# Future TT 225 MK 1 Owner from Malta Europe



## karlster (Jan 28, 2014)

Hi Guys,

I joined this forum in hope to learn and contribute to all fellow TT'ers.

I am currently in search of a good example MK 1 225 TT. I already went through eBay, and AutoTrader - and was hoping I go through this forum's marketplace too, but I do not seem to have access!!

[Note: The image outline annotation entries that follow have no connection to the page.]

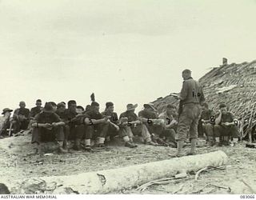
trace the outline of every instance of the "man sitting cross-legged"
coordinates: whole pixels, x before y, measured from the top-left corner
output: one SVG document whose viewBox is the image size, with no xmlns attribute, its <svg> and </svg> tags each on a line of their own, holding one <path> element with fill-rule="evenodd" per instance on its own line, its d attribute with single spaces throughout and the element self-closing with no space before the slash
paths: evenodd
<svg viewBox="0 0 256 200">
<path fill-rule="evenodd" d="M 89 148 L 90 146 L 90 140 L 93 138 L 96 138 L 96 146 L 105 147 L 104 142 L 110 117 L 104 116 L 99 112 L 99 104 L 96 102 L 92 102 L 90 110 L 85 112 L 84 115 L 85 132 L 83 135 L 77 136 L 76 141 L 78 140 L 79 142 L 82 138 L 85 138 L 86 148 Z M 95 134 L 96 135 L 94 135 Z"/>
<path fill-rule="evenodd" d="M 233 114 L 227 111 L 226 104 L 219 106 L 219 114 L 216 115 L 214 125 L 214 137 L 216 145 L 218 146 L 220 142 L 220 136 L 232 136 L 233 145 L 238 142 L 238 131 L 235 126 L 236 119 Z"/>
<path fill-rule="evenodd" d="M 133 142 L 134 134 L 142 136 L 144 142 L 148 145 L 156 145 L 152 142 L 151 135 L 145 124 L 142 124 L 134 113 L 137 104 L 127 104 L 127 110 L 120 114 L 120 131 L 122 134 L 126 134 L 130 141 Z"/>
<path fill-rule="evenodd" d="M 171 104 L 167 105 L 166 110 L 160 114 L 158 118 L 165 122 L 161 138 L 163 138 L 166 142 L 170 142 L 171 146 L 176 147 L 175 136 L 178 125 L 176 106 Z"/>
<path fill-rule="evenodd" d="M 40 144 L 42 142 L 57 141 L 60 153 L 66 153 L 63 149 L 64 133 L 62 126 L 64 122 L 61 122 L 59 116 L 54 113 L 50 103 L 46 103 L 42 112 L 35 116 L 32 123 L 32 144 L 34 144 L 36 154 L 41 154 Z"/>
<path fill-rule="evenodd" d="M 106 102 L 105 111 L 102 113 L 104 116 L 110 116 L 110 123 L 107 130 L 107 137 L 111 139 L 116 135 L 120 135 L 125 142 L 125 146 L 134 148 L 136 147 L 134 142 L 130 141 L 130 138 L 126 132 L 119 131 L 119 121 L 117 113 L 114 112 L 114 103 Z"/>
</svg>

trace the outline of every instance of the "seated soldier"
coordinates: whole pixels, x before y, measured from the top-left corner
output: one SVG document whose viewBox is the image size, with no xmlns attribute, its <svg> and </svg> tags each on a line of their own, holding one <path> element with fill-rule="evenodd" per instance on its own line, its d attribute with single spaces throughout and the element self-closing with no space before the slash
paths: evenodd
<svg viewBox="0 0 256 200">
<path fill-rule="evenodd" d="M 214 137 L 216 145 L 220 144 L 221 136 L 232 136 L 233 145 L 238 142 L 238 131 L 235 125 L 236 119 L 233 114 L 227 111 L 226 104 L 219 106 L 219 113 L 216 114 L 215 125 L 214 125 Z"/>
<path fill-rule="evenodd" d="M 21 130 L 26 130 L 30 122 L 30 110 L 26 108 L 26 103 L 24 102 L 20 102 L 19 106 L 20 108 L 14 110 L 14 117 L 11 121 L 14 133 L 18 133 Z"/>
<path fill-rule="evenodd" d="M 38 99 L 35 102 L 35 105 L 36 105 L 36 106 L 31 108 L 31 110 L 30 110 L 30 119 L 34 119 L 35 115 L 37 115 L 38 113 L 40 113 L 42 110 L 41 99 Z"/>
<path fill-rule="evenodd" d="M 90 140 L 97 138 L 96 146 L 105 147 L 104 142 L 110 123 L 109 119 L 109 116 L 104 116 L 99 112 L 99 104 L 96 102 L 92 102 L 90 110 L 84 114 L 82 119 L 85 125 L 85 129 L 84 131 L 78 132 L 75 146 L 81 149 L 81 140 L 85 138 L 85 149 L 86 150 L 90 150 Z M 82 130 L 82 126 L 79 127 Z"/>
<path fill-rule="evenodd" d="M 84 108 L 81 106 L 78 106 L 76 108 L 77 115 L 75 118 L 70 120 L 70 123 L 74 126 L 74 134 L 75 134 L 75 143 L 74 146 L 74 149 L 75 150 L 82 150 L 81 146 L 81 140 L 84 139 L 84 147 L 85 150 L 91 151 L 91 146 L 90 146 L 90 142 L 88 138 L 88 134 L 86 133 L 86 126 L 84 122 L 85 119 L 85 112 Z"/>
<path fill-rule="evenodd" d="M 104 116 L 110 116 L 110 122 L 109 123 L 108 130 L 106 136 L 110 136 L 110 138 L 114 138 L 114 136 L 121 134 L 122 132 L 119 131 L 119 122 L 118 117 L 117 113 L 114 112 L 114 103 L 113 102 L 106 102 L 106 109 L 105 111 L 102 113 Z M 125 133 L 123 133 L 125 134 Z M 134 148 L 137 147 L 134 142 L 130 141 L 130 138 L 127 134 L 121 135 L 120 136 L 123 138 L 125 142 L 125 146 Z"/>
<path fill-rule="evenodd" d="M 215 114 L 213 110 L 209 109 L 207 103 L 203 103 L 202 107 L 201 118 L 199 124 L 202 123 L 202 133 L 206 135 L 206 141 L 209 146 L 213 146 L 214 142 L 214 124 Z"/>
<path fill-rule="evenodd" d="M 42 101 L 41 99 L 38 99 L 35 102 L 36 106 L 30 109 L 30 123 L 28 126 L 28 129 L 32 130 L 31 124 L 34 122 L 34 117 L 40 112 L 42 112 Z"/>
<path fill-rule="evenodd" d="M 75 139 L 75 126 L 71 122 L 73 118 L 75 118 L 77 114 L 77 102 L 74 100 L 70 100 L 67 102 L 67 109 L 65 110 L 65 123 L 66 127 L 66 137 L 69 140 L 74 140 Z"/>
<path fill-rule="evenodd" d="M 64 141 L 63 141 L 63 148 L 65 150 L 67 150 L 67 141 L 68 141 L 68 136 L 70 133 L 70 126 L 67 123 L 67 120 L 66 118 L 66 105 L 63 102 L 60 102 L 57 104 L 57 110 L 56 114 L 60 118 L 61 121 L 65 123 L 63 126 L 63 131 L 64 131 Z"/>
<path fill-rule="evenodd" d="M 157 145 L 151 140 L 151 135 L 145 124 L 142 124 L 134 113 L 138 105 L 127 104 L 126 111 L 120 114 L 120 131 L 122 135 L 126 134 L 133 142 L 134 134 L 142 136 L 144 142 L 149 145 Z"/>
<path fill-rule="evenodd" d="M 3 117 L 1 120 L 0 124 L 0 138 L 2 138 L 3 135 L 8 135 L 7 129 L 10 128 L 10 118 L 11 112 L 13 110 L 9 108 L 5 108 L 2 110 L 2 114 L 3 114 Z"/>
<path fill-rule="evenodd" d="M 151 135 L 153 142 L 155 142 L 155 145 L 158 143 L 165 143 L 160 139 L 160 135 L 163 130 L 164 121 L 158 119 L 158 116 L 157 110 L 154 107 L 153 104 L 146 103 L 144 104 L 143 106 L 144 109 L 138 112 L 138 118 L 141 119 L 142 126 L 146 126 Z"/>
<path fill-rule="evenodd" d="M 175 135 L 178 125 L 177 108 L 174 105 L 169 104 L 166 110 L 160 114 L 158 118 L 164 120 L 164 129 L 160 135 L 166 142 L 170 142 L 171 146 L 176 147 Z"/>
<path fill-rule="evenodd" d="M 57 141 L 60 153 L 66 153 L 63 149 L 64 133 L 62 126 L 65 125 L 50 103 L 46 103 L 42 112 L 38 114 L 32 124 L 32 144 L 34 144 L 36 153 L 41 154 L 42 142 Z"/>
</svg>

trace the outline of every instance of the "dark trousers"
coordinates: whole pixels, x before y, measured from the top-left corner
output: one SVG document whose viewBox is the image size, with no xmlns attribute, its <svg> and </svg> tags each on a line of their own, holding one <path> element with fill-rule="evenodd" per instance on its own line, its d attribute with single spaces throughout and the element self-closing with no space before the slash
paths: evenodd
<svg viewBox="0 0 256 200">
<path fill-rule="evenodd" d="M 21 130 L 26 130 L 29 126 L 30 122 L 28 120 L 24 120 L 22 122 L 14 120 L 13 121 L 13 127 L 14 133 L 19 132 Z"/>
<path fill-rule="evenodd" d="M 32 130 L 32 141 L 31 143 L 42 142 L 63 142 L 65 138 L 63 127 L 57 126 L 52 130 L 47 130 L 43 127 L 33 128 Z"/>
<path fill-rule="evenodd" d="M 199 104 L 188 103 L 182 107 L 177 128 L 177 140 L 185 141 L 189 134 L 190 139 L 198 138 L 198 126 L 201 114 Z"/>
<path fill-rule="evenodd" d="M 220 136 L 232 136 L 233 138 L 238 138 L 238 128 L 235 126 L 214 125 L 214 137 L 219 138 Z"/>
<path fill-rule="evenodd" d="M 202 125 L 203 133 L 206 134 L 207 140 L 209 138 L 214 138 L 214 125 L 210 123 L 206 123 Z"/>
<path fill-rule="evenodd" d="M 108 124 L 79 125 L 75 127 L 76 138 L 91 139 L 97 137 L 106 138 Z"/>
<path fill-rule="evenodd" d="M 146 126 L 151 134 L 160 135 L 164 130 L 163 126 L 158 124 L 146 124 Z"/>
<path fill-rule="evenodd" d="M 175 142 L 175 130 L 174 129 L 165 129 L 159 135 L 160 138 L 166 138 L 169 142 Z"/>
<path fill-rule="evenodd" d="M 121 137 L 126 136 L 122 136 L 122 131 L 118 131 L 117 129 L 112 124 L 108 124 L 106 136 L 110 136 L 111 138 L 117 135 L 120 135 Z"/>
</svg>

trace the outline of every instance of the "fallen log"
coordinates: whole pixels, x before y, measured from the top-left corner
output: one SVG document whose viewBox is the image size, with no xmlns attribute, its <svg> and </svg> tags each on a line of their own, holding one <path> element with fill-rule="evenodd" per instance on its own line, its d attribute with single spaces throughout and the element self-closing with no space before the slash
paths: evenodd
<svg viewBox="0 0 256 200">
<path fill-rule="evenodd" d="M 219 150 L 113 170 L 69 176 L 41 177 L 38 179 L 46 182 L 46 185 L 41 185 L 44 187 L 56 182 L 58 186 L 52 190 L 52 194 L 60 194 L 66 189 L 71 189 L 76 194 L 106 194 L 125 188 L 132 188 L 165 177 L 172 177 L 183 171 L 197 171 L 208 166 L 223 166 L 226 164 L 227 159 L 226 154 Z M 30 179 L 23 182 L 30 182 Z M 26 194 L 26 188 L 22 188 L 22 184 L 21 186 L 22 191 Z M 33 186 L 26 184 L 26 187 L 30 188 L 29 192 L 31 194 Z M 35 192 L 38 193 L 38 191 L 42 193 L 44 188 L 37 186 Z"/>
</svg>

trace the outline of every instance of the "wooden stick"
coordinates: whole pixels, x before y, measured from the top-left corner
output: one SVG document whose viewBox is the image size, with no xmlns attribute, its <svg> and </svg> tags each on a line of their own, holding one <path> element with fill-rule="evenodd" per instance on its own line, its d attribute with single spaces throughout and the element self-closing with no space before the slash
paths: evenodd
<svg viewBox="0 0 256 200">
<path fill-rule="evenodd" d="M 212 184 L 212 183 L 209 183 L 208 185 L 209 185 L 209 186 L 215 186 L 215 187 L 222 188 L 222 189 L 226 189 L 226 190 L 230 190 L 230 187 L 221 186 L 218 186 L 218 185 Z"/>
<path fill-rule="evenodd" d="M 202 171 L 205 171 L 205 170 L 208 170 L 208 166 L 206 166 L 206 167 L 205 167 L 205 168 L 202 168 L 202 169 L 201 169 L 200 170 L 198 170 L 196 174 L 195 174 L 195 176 L 194 176 L 194 180 L 198 180 L 198 175 L 199 175 L 199 174 L 201 173 L 201 172 L 202 172 Z"/>
<path fill-rule="evenodd" d="M 192 194 L 197 194 L 197 193 L 198 193 L 198 192 L 201 192 L 201 191 L 203 190 L 203 189 L 205 189 L 205 188 L 207 187 L 207 186 L 209 186 L 209 184 L 206 184 L 206 186 L 204 186 L 202 187 L 201 189 L 199 189 L 199 190 L 196 190 L 196 191 L 194 191 L 194 192 L 192 192 Z"/>
<path fill-rule="evenodd" d="M 246 182 L 246 181 L 244 179 L 242 179 L 242 182 L 250 189 L 250 190 L 253 194 L 256 194 L 256 190 L 254 190 L 247 182 Z"/>
<path fill-rule="evenodd" d="M 174 191 L 171 194 L 174 194 L 178 193 L 178 191 L 182 190 L 184 186 L 184 184 L 182 184 L 177 190 Z"/>
</svg>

I will be in the UK in the coming weeks, and I will drive down a TT (if I hopefully find one to my liking)!

See you on the forum!

Karl


----------



## Hoggy (May 8, 2002)

Hi Karl, Welcome to the TTF.
My standard reply for would be Mk1 owners

Service history is very important. cambelt/water pump every 65k miles or 5 years which ever comes first, dash instruments (dashpod) read correctly, coolant temp reaches 90 within a couple of miles & stays there.
Get written confirmation of cambelt/water pump change or reduce price by £500 & get it replaced ASAP.
If it has xenon headlights, make sure the headlight washers work, MOT fail.
3.2 V6 no turbo or cambelt to worry about, so should be more reliable, DSG may be weak link, unless you can find a manual.& a nicer exhaust note.
Don't rush into it. A good TT is a wonderful car, a bad un can be a money pit.
Plenty of good uns out there, but probably more bad uns, *so as I said don't rush into it.*
A cheap TT, could be the most expensive car you've ever bought.
Hoggy.


----------



## karlster (Jan 28, 2014)

Thanks for the list Hoggy.

I will certainly watch out for the stuff listed. I am currently "online shopping" so to say, and making a short list of the cars to view for when I am over there.

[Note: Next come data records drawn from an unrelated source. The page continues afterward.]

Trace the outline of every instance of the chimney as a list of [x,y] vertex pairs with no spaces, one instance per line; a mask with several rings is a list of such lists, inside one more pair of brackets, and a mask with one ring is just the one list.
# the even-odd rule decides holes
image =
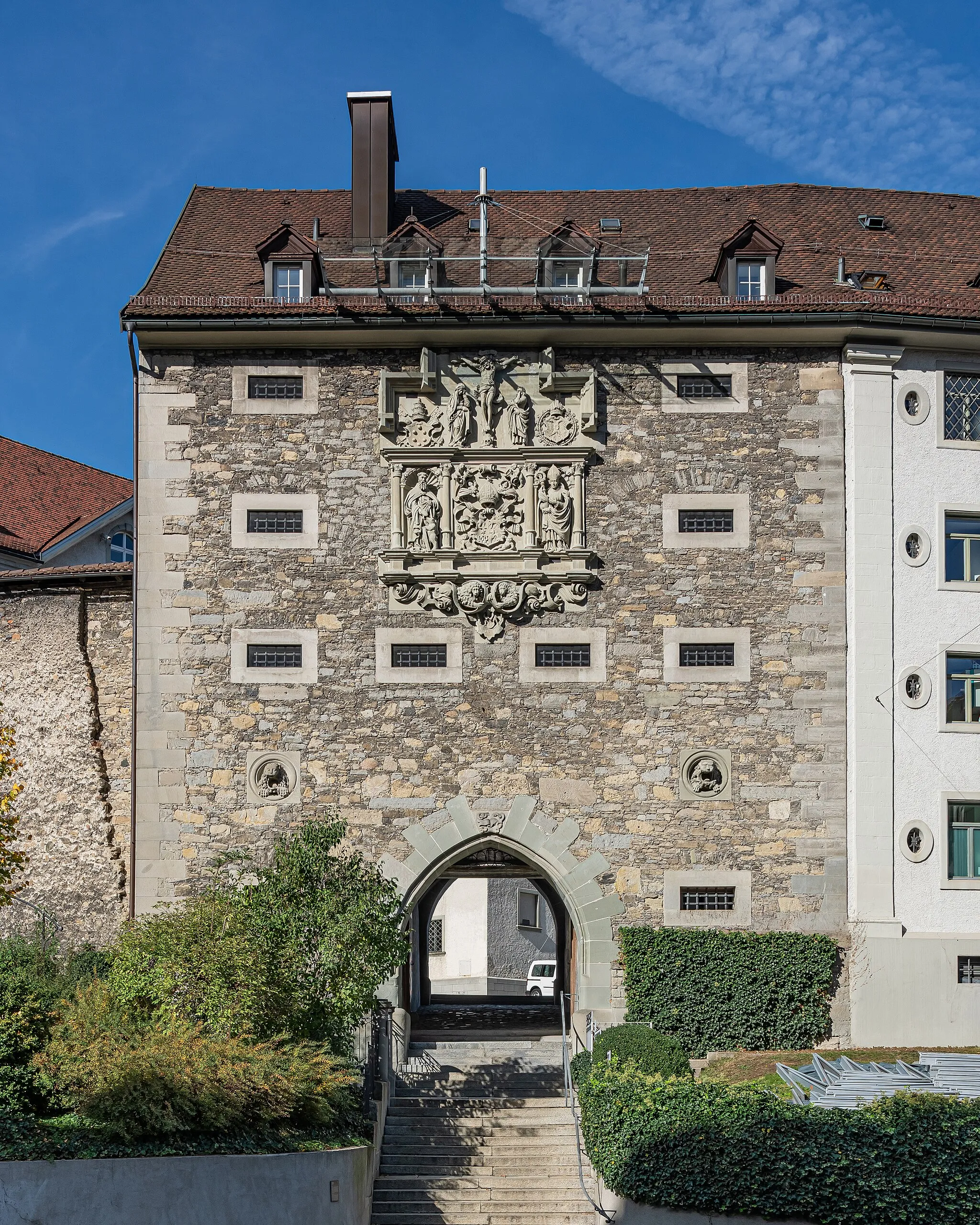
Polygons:
[[390,91],[349,93],[350,228],[355,247],[382,243],[394,208],[398,141]]

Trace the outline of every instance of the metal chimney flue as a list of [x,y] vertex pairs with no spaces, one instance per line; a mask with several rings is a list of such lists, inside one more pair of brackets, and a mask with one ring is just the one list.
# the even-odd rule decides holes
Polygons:
[[354,249],[385,241],[394,213],[398,141],[390,91],[349,93],[350,238]]

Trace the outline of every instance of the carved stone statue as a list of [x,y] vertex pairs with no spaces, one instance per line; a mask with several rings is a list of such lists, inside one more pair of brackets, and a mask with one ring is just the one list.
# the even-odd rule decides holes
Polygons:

Do you have any idea after how many posts will I be able to view the marketplace on TTF?

Cheers.

Karl.



Hoggy said:


> Hi Karl, Welcome to the TTF.
> My standard reply for would be Mk1 owners
> 
> Service history is very important. cambelt/water pump every 65k miles or 5 years which ever comes first, dash instruments (dashpod) read correctly, coolant temp reaches 90 within a couple of miles & stays there.
> ...


----------



## Hoggy (May 8, 2002)

Hi Karl , Number of posts not disclosed....Just keep posting sensible/constructive posts.
To gain access to the market place, you can simply post and join in with forum activity and after a short while you will have shown yourself to be a likely genuine contributer and been granted full access. *This is free. *
Alternatively, if you choose to join the TT Owners' Club which includes a fee; because your personal and banking details are held on file, you are deemed less of a fraud risk, so the TT forum, wishing to get safe contributers into the market place as quickly as possible, will grant you access. So, either post away or join the TTOC - see their website shop
http://www.ttoc.co.uk/shop/index.php?ma ... 52354f1ad3

Hoggy.


----------



## YELLOW_TT (Feb 25, 2004)

Welcome


----------



## davelincs (Jan 1, 2010)

Hi Karl, welcome


----------



## Sherbet77 (Jan 26, 2014)

Hi and welcome, I'm searching at the moment too


----------



## karlster (Jan 28, 2014)

Thanks for the welcome guys. Enjoying my stay! 

What places should I look at online, in the search for my unmolested and great example MK 1? I have been looking at eBay, AutoTrader and PistonHeads. Any more websites which are worthy?

Cheers guys!


----------



## karlster (Jan 28, 2014)

Good luck with your search too buddy!

I am looking for a Moro Blue or Black model.



Sherbet77 said:


> Hi and welcome, I'm searching at the moment too


----------



## bazza white (Jan 7, 2014)

You coming to live in the uk or just for the car. That's a hell of a drive back home, I'd love to live in Malta.


----------



## karlster (Jan 28, 2014)

I am coming up to London for a 3 day break, and then hopefully drive down the TT.

I've already done it in 2011. I drove down a 2007 Honda Civic 2.2 CDTI, and the trip was amazing. Bought it in Manchester and drove it down to Dover. Then crossed over to Calais. After that I drove through France and into Switzerland, through Mount Blanc and into Italy to Livorno. Then I caught the ferry from Livorno to Valletta, Malta.

Malta is great.. almost summer all year round! 8)



bazza white said:


> You coming to live in the uk or just for the car. That's a hell of a drive back home, I'd love to live in Malta.


----------



## bazza white (Jan 7, 2014)

karlster said:


> Malta is great.. almost summer all year round! 8)


That's why I want to move there. Is Italy the only place to get a free from


----------



## karlster (Jan 28, 2014)

Malta is an island, thus not connected to any other country. The Maltese usually take some days off to visit Malta's sister island, Gozo. Alternatively, Sicily is the second best favourite. It is only 2 hours away by ferry, and one can enjoy the cars on real motorways. We lack them here. 



bazza white said:


> karlster said:
> 
> 
> > Malta is great.. almost summer all year round! 8)
> ...


----------



## Lollypop86 (Oct 26, 2013)

Oh Hai and welcome!

J
xx


----------



## tti608 (Sep 4, 2013)

Hi Karl,

Did you have any luck finding a TT to your liking?


----------